You probably know what happened next.

That’s right. Not only did I not get a job out of the audition, I never had a chance to speak one word. They just took one look at me and said, “Wrong.” Then waved me off like they were the mad King George.

Did I say I’d be done? Well, I’m a man of my word.

Usually.

So done. Done. Done.

Got an Uber home and he probably gave me a bad review because I really did not feel chatty. Usually I sit in the front seat and try to make the day a little less long for people trying to eke out a subsistence living. Especially since I know that for a lot of them, it’s a second job and the mileage is steadily ticking toward the reaper. That means the inevitable day when that vehicle is going to need tires and / or repairs that outdistance driver proceeds.

Come to think of it, I’m done with this city, too. I mean, who knows? Maybe the worst thing that could have happened to me was making it. I don’t want to be the guy who buys five-thousand-dollar pants and quibbles over whether I’m going to make eighty million or eighty one million for a month’s work. Jesus.
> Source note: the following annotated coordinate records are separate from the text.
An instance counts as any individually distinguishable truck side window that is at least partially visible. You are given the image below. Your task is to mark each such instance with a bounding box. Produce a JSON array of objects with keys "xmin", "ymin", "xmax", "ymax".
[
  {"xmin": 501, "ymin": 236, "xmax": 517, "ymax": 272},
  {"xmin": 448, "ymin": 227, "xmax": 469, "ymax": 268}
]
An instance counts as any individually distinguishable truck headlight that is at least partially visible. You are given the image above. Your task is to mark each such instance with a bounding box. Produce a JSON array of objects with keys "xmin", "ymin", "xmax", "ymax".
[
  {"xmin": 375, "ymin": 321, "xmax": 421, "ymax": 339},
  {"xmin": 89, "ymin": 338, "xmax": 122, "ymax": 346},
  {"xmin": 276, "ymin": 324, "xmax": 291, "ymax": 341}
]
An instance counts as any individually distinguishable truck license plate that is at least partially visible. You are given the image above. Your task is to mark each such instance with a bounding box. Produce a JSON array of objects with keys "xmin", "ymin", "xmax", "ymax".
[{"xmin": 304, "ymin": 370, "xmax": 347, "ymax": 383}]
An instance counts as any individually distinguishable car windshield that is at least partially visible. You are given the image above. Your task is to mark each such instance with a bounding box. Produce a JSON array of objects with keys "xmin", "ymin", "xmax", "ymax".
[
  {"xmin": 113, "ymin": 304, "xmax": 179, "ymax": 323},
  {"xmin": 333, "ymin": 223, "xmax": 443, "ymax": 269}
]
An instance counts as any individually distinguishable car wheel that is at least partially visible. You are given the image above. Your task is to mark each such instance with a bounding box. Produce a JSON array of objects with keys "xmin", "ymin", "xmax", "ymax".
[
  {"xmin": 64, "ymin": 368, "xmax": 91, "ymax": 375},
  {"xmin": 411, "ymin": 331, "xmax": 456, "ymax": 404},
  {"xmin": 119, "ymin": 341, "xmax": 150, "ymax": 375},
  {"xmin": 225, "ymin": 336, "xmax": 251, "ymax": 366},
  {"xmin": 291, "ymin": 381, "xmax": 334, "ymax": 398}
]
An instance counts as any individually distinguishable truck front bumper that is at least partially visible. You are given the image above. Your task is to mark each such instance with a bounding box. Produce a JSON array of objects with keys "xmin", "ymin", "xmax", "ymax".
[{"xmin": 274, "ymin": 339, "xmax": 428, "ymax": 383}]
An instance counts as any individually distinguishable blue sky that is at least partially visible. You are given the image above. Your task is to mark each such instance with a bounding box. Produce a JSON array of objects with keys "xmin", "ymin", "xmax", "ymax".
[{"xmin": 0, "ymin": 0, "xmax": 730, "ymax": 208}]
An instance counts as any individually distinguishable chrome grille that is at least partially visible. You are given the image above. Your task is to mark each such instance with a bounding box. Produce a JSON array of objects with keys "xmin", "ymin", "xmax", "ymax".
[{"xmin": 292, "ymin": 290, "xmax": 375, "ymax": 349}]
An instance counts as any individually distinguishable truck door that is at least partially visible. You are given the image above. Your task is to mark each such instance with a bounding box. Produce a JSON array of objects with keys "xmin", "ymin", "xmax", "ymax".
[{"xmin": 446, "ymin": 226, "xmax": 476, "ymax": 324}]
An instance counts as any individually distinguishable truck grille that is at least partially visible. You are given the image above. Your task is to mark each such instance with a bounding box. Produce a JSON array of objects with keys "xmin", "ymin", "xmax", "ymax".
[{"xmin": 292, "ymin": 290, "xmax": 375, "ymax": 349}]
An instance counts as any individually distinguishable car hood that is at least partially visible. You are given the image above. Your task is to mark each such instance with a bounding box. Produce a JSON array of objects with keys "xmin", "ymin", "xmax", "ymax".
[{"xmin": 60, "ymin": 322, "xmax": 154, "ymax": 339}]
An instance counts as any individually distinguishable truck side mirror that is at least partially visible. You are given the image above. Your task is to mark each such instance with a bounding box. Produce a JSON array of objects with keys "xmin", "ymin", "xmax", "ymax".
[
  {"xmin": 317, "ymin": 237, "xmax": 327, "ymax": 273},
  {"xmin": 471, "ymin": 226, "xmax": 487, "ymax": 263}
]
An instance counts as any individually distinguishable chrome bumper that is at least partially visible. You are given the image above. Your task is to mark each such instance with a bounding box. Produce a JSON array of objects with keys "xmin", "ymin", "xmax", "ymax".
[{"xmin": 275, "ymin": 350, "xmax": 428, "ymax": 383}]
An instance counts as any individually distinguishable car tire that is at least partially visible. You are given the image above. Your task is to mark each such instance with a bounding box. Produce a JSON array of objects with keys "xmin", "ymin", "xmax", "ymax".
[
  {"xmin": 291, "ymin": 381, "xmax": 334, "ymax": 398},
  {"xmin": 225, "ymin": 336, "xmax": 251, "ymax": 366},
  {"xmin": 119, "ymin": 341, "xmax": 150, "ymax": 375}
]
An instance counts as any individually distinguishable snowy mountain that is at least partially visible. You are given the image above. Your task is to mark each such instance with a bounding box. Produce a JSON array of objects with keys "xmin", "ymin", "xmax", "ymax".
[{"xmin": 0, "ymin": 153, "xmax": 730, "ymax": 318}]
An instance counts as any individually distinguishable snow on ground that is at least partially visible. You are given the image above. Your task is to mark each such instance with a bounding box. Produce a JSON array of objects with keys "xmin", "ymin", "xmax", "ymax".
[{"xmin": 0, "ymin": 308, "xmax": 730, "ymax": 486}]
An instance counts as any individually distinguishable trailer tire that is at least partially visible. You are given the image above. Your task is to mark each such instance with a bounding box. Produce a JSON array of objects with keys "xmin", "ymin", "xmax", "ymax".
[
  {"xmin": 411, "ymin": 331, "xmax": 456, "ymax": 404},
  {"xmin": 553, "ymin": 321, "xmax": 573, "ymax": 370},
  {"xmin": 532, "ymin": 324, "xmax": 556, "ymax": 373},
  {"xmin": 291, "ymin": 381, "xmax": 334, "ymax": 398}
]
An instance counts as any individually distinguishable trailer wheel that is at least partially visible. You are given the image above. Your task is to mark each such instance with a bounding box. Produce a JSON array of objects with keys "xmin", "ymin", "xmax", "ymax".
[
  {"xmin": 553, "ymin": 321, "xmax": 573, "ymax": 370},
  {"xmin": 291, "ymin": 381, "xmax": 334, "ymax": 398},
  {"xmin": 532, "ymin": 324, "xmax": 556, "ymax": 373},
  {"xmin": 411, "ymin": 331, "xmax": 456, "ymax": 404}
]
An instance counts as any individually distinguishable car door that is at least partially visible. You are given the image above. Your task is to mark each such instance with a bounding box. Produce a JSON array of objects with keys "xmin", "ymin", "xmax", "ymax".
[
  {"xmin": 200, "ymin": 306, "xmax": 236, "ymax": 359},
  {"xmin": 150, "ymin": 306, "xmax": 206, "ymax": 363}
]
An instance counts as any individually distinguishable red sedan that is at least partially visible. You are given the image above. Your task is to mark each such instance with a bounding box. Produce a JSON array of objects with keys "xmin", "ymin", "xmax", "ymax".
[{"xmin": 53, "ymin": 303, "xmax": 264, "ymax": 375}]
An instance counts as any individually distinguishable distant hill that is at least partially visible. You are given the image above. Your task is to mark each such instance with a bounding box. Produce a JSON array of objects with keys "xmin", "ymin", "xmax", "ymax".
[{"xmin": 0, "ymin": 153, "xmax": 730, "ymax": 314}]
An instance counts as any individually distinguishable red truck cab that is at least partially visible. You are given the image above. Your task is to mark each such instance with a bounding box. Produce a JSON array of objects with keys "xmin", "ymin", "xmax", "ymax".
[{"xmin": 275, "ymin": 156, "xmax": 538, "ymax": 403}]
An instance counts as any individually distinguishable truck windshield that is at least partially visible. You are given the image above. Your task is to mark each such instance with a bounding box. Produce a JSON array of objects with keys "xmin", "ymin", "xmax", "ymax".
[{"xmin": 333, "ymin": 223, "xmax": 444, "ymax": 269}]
So Uber man, who really was a nice enough sort, pulled over to the curb of my shitty built-in-the-fifties-and-not-well-maintained apartment building. I saw him lean out and look. While he was doing his dashboard computer thing, I tried to see it through his eyes.

Sure. I could say something like, “It’s not a nice address, but it’s a funky address, goddamn it,” but who would I be kidding. It’s shit. That’s what I’ve made of the last ten years, the potentially most productive, conclusively most marketable years of my entire life. Shit.